サックスを演奏するときに必要な技術といったら腹式呼吸だと言われます。しかし、この腹式呼吸は体の使い方ですから、いまいちイメージがつかめない人もいるでしょう。どうすれば腹式呼吸ができるようになるかを、ここで検討してみます。
呼吸の真実
呼吸というのは、「吸って吐く」ことだと勘違いしている人もいるでしょう。しかし冷静に考えてみてください。呼吸という言葉を見てください。「呼」は吐くこと、「吸」は吸い込むことをいいますよね。そして「呼」が先で、「吸」が後です。「吸呼」ではありませんよね。
つまり、息を吸ってから吐くのではなく、息は吐いた後に吸うものなのです。あまり大した問題に感じないかもしれません。しかし、これは大変重要なことなのです。
息を吐く
息を吐くときに、口の大きさに気をつけてみてください。試しに、口を大きくあけて息を吐いてみましょう。そうすると、すぐに吐ききってしまいますよね。
空気がすべて抜けてしまう上に、おへそ周辺を意識することができません。口を大きく開けてしまうと、胸から息を吐いてしまうのです。これが胸式呼吸といわれるもので、サックスの演奏にはよくありません。
それとは逆に、口の形を口笛のように、すぼめて息を吐いてみてください。そうすると、息を吐く時間が長く続けられるでしょう。口をすぼめることによって、出る空気の量を少なくできるのです。

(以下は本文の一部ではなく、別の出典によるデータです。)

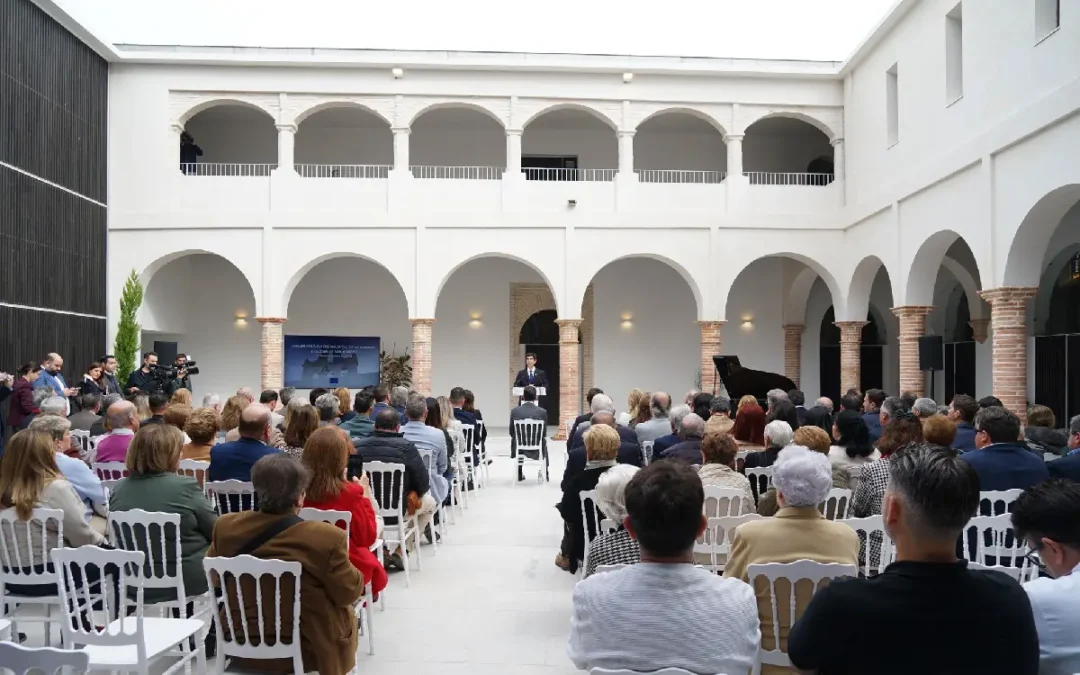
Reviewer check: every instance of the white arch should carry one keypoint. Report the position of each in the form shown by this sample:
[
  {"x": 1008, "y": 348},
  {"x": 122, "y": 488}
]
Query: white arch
[
  {"x": 466, "y": 105},
  {"x": 310, "y": 265},
  {"x": 599, "y": 115},
  {"x": 685, "y": 110},
  {"x": 338, "y": 103},
  {"x": 206, "y": 104}
]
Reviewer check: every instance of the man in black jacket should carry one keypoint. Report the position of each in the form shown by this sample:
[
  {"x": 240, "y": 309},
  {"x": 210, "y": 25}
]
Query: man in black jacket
[{"x": 387, "y": 444}]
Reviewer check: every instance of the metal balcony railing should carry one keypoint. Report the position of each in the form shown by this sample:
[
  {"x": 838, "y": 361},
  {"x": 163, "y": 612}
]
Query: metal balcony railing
[
  {"x": 459, "y": 173},
  {"x": 569, "y": 175},
  {"x": 763, "y": 177},
  {"x": 343, "y": 171},
  {"x": 678, "y": 176},
  {"x": 227, "y": 170}
]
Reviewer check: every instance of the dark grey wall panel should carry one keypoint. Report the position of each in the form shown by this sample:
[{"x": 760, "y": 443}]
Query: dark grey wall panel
[
  {"x": 53, "y": 100},
  {"x": 52, "y": 244}
]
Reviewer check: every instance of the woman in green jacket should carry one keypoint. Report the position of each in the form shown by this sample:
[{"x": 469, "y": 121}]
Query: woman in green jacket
[{"x": 153, "y": 457}]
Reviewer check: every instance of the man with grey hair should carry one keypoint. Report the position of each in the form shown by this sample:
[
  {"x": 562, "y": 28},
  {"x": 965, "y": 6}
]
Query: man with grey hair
[
  {"x": 327, "y": 406},
  {"x": 675, "y": 417},
  {"x": 925, "y": 407},
  {"x": 660, "y": 424},
  {"x": 690, "y": 433}
]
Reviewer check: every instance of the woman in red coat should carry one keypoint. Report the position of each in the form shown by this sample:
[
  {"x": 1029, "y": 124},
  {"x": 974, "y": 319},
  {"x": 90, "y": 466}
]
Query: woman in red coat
[{"x": 326, "y": 456}]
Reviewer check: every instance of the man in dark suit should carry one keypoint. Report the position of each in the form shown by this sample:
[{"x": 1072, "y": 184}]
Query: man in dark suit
[
  {"x": 528, "y": 409},
  {"x": 630, "y": 451}
]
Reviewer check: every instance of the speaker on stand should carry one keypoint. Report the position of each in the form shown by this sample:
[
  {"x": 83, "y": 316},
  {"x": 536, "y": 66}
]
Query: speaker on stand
[{"x": 931, "y": 356}]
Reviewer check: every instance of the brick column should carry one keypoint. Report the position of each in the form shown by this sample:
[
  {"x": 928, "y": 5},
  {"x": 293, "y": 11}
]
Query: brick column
[
  {"x": 421, "y": 354},
  {"x": 793, "y": 352},
  {"x": 569, "y": 373},
  {"x": 980, "y": 329},
  {"x": 851, "y": 360},
  {"x": 711, "y": 342},
  {"x": 272, "y": 372},
  {"x": 913, "y": 325},
  {"x": 1009, "y": 320}
]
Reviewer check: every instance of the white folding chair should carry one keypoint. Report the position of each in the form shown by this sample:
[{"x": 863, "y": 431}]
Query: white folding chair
[
  {"x": 235, "y": 639},
  {"x": 836, "y": 504},
  {"x": 597, "y": 518},
  {"x": 230, "y": 496},
  {"x": 388, "y": 485},
  {"x": 22, "y": 660},
  {"x": 871, "y": 529},
  {"x": 363, "y": 606},
  {"x": 130, "y": 643},
  {"x": 528, "y": 434},
  {"x": 794, "y": 572},
  {"x": 17, "y": 564},
  {"x": 723, "y": 501},
  {"x": 760, "y": 477},
  {"x": 716, "y": 540}
]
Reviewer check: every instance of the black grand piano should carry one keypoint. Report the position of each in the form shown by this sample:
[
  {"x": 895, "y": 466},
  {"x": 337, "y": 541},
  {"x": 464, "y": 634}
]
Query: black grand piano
[{"x": 740, "y": 381}]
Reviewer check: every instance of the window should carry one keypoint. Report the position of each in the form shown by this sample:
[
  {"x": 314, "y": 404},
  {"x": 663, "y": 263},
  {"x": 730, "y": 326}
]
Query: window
[
  {"x": 954, "y": 54},
  {"x": 892, "y": 105},
  {"x": 1048, "y": 17}
]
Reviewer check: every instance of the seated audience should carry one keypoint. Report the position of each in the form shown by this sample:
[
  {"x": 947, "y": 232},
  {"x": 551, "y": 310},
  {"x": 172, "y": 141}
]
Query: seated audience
[
  {"x": 1000, "y": 459},
  {"x": 750, "y": 422},
  {"x": 719, "y": 416},
  {"x": 233, "y": 460},
  {"x": 967, "y": 621},
  {"x": 152, "y": 484},
  {"x": 29, "y": 478},
  {"x": 325, "y": 457},
  {"x": 664, "y": 611},
  {"x": 202, "y": 429},
  {"x": 659, "y": 424},
  {"x": 329, "y": 583},
  {"x": 717, "y": 470},
  {"x": 88, "y": 415},
  {"x": 1041, "y": 435},
  {"x": 360, "y": 423},
  {"x": 602, "y": 447},
  {"x": 688, "y": 449},
  {"x": 123, "y": 422},
  {"x": 387, "y": 444},
  {"x": 1048, "y": 517},
  {"x": 618, "y": 547},
  {"x": 797, "y": 532},
  {"x": 302, "y": 422},
  {"x": 852, "y": 449}
]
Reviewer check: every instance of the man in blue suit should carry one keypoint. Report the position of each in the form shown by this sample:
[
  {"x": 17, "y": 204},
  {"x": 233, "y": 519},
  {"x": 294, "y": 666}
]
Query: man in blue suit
[{"x": 1001, "y": 460}]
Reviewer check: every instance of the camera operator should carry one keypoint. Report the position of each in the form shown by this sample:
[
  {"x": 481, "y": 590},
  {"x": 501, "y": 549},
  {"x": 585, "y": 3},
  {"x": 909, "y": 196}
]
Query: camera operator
[{"x": 143, "y": 379}]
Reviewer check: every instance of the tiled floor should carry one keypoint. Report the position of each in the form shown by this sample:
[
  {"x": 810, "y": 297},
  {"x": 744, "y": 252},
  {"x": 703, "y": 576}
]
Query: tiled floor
[{"x": 490, "y": 601}]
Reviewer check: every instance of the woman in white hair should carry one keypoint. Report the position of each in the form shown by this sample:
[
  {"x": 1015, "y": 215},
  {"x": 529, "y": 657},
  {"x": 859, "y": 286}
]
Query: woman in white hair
[
  {"x": 798, "y": 531},
  {"x": 617, "y": 548}
]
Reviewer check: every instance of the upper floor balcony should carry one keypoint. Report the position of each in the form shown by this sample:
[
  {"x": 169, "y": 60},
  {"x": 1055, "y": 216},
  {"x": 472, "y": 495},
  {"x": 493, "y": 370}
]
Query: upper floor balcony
[{"x": 460, "y": 158}]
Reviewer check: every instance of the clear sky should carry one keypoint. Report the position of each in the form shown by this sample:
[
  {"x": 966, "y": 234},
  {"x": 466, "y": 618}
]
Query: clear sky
[{"x": 809, "y": 29}]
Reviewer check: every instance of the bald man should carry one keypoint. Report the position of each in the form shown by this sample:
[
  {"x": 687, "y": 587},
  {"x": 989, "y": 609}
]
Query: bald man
[{"x": 233, "y": 460}]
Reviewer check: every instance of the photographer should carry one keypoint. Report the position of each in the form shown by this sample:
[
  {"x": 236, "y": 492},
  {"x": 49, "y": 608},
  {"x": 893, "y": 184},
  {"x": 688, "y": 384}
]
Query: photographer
[{"x": 143, "y": 379}]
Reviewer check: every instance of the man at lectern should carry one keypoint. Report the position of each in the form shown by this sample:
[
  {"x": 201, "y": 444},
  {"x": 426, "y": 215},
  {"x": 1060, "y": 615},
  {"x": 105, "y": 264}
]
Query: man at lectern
[{"x": 530, "y": 375}]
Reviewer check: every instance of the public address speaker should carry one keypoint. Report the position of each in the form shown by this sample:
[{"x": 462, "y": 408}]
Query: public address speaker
[{"x": 931, "y": 352}]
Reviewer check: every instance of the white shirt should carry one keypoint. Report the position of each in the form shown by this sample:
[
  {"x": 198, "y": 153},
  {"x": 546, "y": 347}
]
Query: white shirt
[
  {"x": 1056, "y": 606},
  {"x": 650, "y": 616}
]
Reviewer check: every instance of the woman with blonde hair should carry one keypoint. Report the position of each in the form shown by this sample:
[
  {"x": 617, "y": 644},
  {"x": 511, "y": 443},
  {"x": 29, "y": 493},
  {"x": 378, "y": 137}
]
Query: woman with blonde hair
[
  {"x": 152, "y": 484},
  {"x": 326, "y": 455},
  {"x": 29, "y": 478}
]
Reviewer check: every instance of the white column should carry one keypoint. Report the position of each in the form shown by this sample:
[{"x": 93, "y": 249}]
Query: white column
[
  {"x": 286, "y": 143},
  {"x": 513, "y": 152},
  {"x": 734, "y": 154},
  {"x": 401, "y": 148},
  {"x": 626, "y": 153}
]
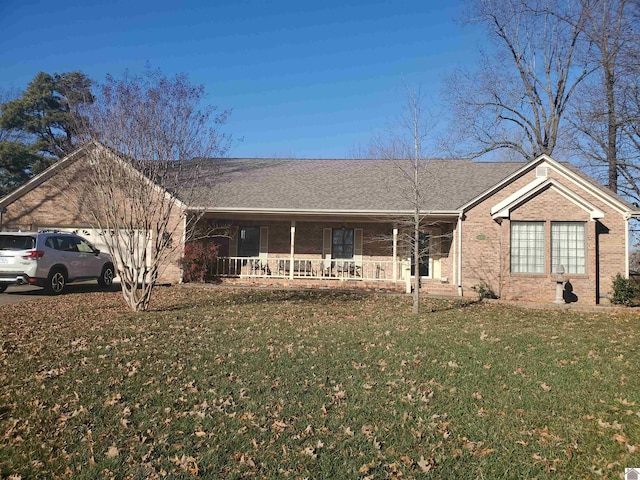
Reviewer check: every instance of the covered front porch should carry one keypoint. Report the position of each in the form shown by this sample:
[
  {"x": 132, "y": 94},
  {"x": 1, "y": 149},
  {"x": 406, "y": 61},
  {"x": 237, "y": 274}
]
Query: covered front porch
[{"x": 324, "y": 252}]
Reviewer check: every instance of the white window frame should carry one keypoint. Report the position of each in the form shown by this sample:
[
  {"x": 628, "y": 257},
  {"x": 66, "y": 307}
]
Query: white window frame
[
  {"x": 569, "y": 247},
  {"x": 527, "y": 250}
]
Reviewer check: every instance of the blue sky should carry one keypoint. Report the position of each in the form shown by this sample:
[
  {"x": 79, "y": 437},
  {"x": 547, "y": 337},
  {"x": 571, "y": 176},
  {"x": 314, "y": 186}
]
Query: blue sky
[{"x": 304, "y": 79}]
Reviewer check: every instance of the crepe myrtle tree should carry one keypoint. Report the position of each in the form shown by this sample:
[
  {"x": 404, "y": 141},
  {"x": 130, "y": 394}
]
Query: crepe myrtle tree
[{"x": 145, "y": 134}]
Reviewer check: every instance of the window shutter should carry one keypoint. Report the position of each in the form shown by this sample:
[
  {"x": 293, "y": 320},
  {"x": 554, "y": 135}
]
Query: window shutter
[
  {"x": 264, "y": 242},
  {"x": 233, "y": 242},
  {"x": 326, "y": 243}
]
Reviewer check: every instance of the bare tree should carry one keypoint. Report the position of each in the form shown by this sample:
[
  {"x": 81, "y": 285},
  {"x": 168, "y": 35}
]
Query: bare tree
[
  {"x": 403, "y": 144},
  {"x": 147, "y": 133},
  {"x": 610, "y": 30},
  {"x": 517, "y": 98}
]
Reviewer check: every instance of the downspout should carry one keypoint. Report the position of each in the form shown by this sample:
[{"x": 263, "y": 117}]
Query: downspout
[
  {"x": 293, "y": 243},
  {"x": 184, "y": 245},
  {"x": 459, "y": 279},
  {"x": 626, "y": 247},
  {"x": 395, "y": 254}
]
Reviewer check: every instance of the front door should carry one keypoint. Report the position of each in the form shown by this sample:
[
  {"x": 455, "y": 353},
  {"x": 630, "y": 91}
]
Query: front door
[{"x": 423, "y": 246}]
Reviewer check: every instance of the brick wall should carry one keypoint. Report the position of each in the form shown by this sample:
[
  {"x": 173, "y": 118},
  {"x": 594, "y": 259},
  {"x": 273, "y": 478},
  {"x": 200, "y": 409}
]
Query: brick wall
[{"x": 486, "y": 244}]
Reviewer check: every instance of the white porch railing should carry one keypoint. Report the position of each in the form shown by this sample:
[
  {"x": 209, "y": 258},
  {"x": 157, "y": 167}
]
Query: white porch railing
[{"x": 310, "y": 268}]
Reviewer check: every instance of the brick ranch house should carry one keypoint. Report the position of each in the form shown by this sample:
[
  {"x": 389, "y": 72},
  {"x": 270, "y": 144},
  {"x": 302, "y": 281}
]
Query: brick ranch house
[{"x": 341, "y": 223}]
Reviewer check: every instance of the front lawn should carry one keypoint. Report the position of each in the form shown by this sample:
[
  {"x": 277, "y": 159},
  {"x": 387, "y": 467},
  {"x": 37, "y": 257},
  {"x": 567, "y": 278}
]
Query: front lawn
[{"x": 224, "y": 383}]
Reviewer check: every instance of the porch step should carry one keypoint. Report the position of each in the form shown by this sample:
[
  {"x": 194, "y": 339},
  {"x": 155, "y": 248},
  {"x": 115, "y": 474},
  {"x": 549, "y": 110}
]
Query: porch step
[{"x": 438, "y": 288}]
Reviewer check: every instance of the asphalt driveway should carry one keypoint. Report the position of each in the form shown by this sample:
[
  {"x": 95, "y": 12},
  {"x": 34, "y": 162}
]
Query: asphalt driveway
[{"x": 23, "y": 293}]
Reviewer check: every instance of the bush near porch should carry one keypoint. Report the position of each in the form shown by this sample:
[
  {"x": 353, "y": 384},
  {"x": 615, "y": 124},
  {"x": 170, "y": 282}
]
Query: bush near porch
[{"x": 223, "y": 383}]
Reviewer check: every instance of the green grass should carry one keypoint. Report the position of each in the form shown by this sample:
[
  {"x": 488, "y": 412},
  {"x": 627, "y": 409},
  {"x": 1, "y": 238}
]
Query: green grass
[{"x": 282, "y": 384}]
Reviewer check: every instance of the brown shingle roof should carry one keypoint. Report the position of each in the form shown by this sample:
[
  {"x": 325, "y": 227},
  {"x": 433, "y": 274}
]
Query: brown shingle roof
[{"x": 351, "y": 185}]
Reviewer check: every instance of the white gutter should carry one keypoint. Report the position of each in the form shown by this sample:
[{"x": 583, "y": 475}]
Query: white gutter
[{"x": 280, "y": 211}]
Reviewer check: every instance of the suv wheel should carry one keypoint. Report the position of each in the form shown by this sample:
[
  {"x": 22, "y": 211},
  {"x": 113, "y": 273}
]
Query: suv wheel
[
  {"x": 56, "y": 281},
  {"x": 106, "y": 277}
]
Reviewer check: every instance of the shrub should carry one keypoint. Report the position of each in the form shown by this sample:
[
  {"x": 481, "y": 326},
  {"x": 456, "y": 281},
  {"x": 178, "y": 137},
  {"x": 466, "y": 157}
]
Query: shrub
[
  {"x": 199, "y": 260},
  {"x": 625, "y": 290},
  {"x": 485, "y": 291}
]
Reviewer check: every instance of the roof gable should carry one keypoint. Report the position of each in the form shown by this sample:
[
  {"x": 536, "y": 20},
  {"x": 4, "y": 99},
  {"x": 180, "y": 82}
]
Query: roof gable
[{"x": 503, "y": 209}]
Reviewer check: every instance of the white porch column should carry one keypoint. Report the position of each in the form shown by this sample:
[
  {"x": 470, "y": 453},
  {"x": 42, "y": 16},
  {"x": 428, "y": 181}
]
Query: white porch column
[
  {"x": 293, "y": 244},
  {"x": 395, "y": 254}
]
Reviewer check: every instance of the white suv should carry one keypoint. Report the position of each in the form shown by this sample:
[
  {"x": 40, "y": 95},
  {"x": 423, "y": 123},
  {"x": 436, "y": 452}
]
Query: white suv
[{"x": 51, "y": 260}]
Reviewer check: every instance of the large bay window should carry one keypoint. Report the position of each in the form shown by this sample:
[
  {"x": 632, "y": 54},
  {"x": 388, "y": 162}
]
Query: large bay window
[
  {"x": 568, "y": 246},
  {"x": 527, "y": 247}
]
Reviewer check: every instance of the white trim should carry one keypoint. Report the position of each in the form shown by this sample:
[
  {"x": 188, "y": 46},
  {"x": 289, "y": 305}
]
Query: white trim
[
  {"x": 503, "y": 208},
  {"x": 276, "y": 211},
  {"x": 42, "y": 176}
]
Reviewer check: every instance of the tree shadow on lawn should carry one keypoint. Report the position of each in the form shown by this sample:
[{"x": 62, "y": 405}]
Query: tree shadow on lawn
[{"x": 311, "y": 296}]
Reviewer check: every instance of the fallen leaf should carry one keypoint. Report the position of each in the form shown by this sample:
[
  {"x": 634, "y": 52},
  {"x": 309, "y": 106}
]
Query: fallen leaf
[
  {"x": 425, "y": 465},
  {"x": 112, "y": 452}
]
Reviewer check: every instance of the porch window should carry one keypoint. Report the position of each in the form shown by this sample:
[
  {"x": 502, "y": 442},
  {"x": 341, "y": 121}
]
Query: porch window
[
  {"x": 568, "y": 246},
  {"x": 424, "y": 253},
  {"x": 527, "y": 247},
  {"x": 249, "y": 242},
  {"x": 342, "y": 243}
]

そして、口を小さくすぼめて息をはくと、おなか周辺に力を入れることができます。この状態で、息を吐くと腹式呼吸ができ上がりです。
息を吸う
そして、口をすぼめて10秒くらい息を吐ききったあとに、息を吸います。しかし「吸おう」と思わなくて大丈夫です。人間の体が息を吐ききると勝手に息が入ってきます。これが自然な形です。息を吸おうと思って頑張る必要はないのです。
その際に、鼻から息を吸ってください。鼻には鼻毛が生えています。そして口の中には毛が生えていません。これは息を吸い込むと、ゴミなどの異物が混入してしまうので、毛がガードしてくれているというわけです。
そして口の中に毛が生えていないということは、口から息を吸うものではないということを意味します。口呼吸が体に悪いというのもこのためです。
思いきり息を吐ききった後に、鼻から息を吸いましょう。息を吸うことを意識しなくても大丈夫です。その際には口を閉じておきましょう。平常時でも口は閉じておいたほうがいいでしょう。
息を吐くことだけで十分
上に説明した通り、息を吸うのは、口を閉じるだけで十分です。そして息を吐くことだけに集中しましょう。口の大きさをやや小さくして、5秒や10秒くらい、時間を決めて頑張ってみてください。
そして平常時は口を閉じておいて、鼻から息を吸い吐きましょう。口がポカンとあいている人が結構居ます。これはよくありません。呼吸が浅くなるからです。鼻から息を吸ったほうが呼吸が深くなり、腹式呼吸になります。
そして女性は胸式呼吸になってしまう人が多いと言われています。普段から口を開いていませんか。しゃべる必要のないときは、口は閉じて鼻から息を吐きましょう。
呼吸が浅いと、過呼吸になり、精神的に不安定な状態になりやすいです。サックスをしても、しなくても、腹式呼吸を覚えるということは大変重要なことです。
そして、そのポイントは息を吐くことにあります。口の形を小さくして、息の出る量も少しにコントロールしましょう。そして、その際におなかのへそ中心を意識すること。吸うことについては口を閉じるだけで、自然とできます。
サックスは楽器ですが、人間の体も楽器です。そして呼吸法も体の使い方に他なりません。今まで呼吸ができなかったという人も、呼吸なんか意識したことはなかったという人も、参考にしてみてください。